Weiterhin gibt es *JDOM* und *dom4j*, welche nochmal eigene APIs sind, die nicht in Java SE enthalten sind. Die können auch mit verschiedenen APIs arbeiten. DOM und SAX unterstützen inzwischen sehr viele, dom4j kann (laut Javadoc) aber z. B. auch mit StAX umgehen; XPath können beide.

Zu guter Letzt gibt es noch JAXB, welches zur Serialisierung eingesetzt wird. Seit ich das kenne, verwende ich die "niederen" APIs eigentlich kaum noch, aber das ist natürlich stark vom Anwendungsfall abhängig.

Es gibt garantiert noch viele mehr, aber das ist ja schon kompliziert genug. 

Achja... und von wegen veraltet und so... JDOM und dom4j habe ich noch nie eingesetzt.
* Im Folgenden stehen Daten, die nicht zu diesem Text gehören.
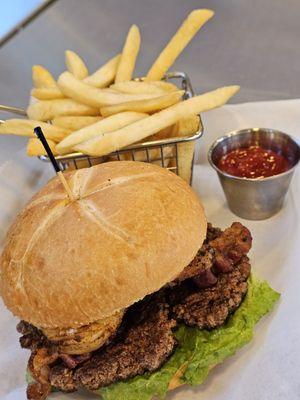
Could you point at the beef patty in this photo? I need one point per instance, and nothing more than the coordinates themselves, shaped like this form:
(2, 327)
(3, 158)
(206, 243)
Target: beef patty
(144, 346)
(209, 308)
(204, 295)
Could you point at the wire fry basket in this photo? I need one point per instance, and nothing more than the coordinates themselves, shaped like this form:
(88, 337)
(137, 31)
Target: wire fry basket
(164, 152)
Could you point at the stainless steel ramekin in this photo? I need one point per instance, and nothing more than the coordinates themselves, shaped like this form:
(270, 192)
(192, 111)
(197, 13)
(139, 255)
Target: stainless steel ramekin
(259, 198)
JAXP, StAX und JAXB sind aber alle nicht veraltet und es lohnt sich imho, wenn man damit umgehen kann.


----------



## X3TitanCore (13. Dez 2009)

Also bei mir ist die Qual der Wahl auf JAXB gefallen, da dieses momentan immer weiter entwickelt wird und alles bietet was ich gebraucht habe.

Außerdem ist es schon in Java enthalten.

Eine Übersicht kenne ich auch nicht. Da kommt man wohl nicht drumherum sich alles anzusehen und das zu nehmen was man braucht.

Gruß


----------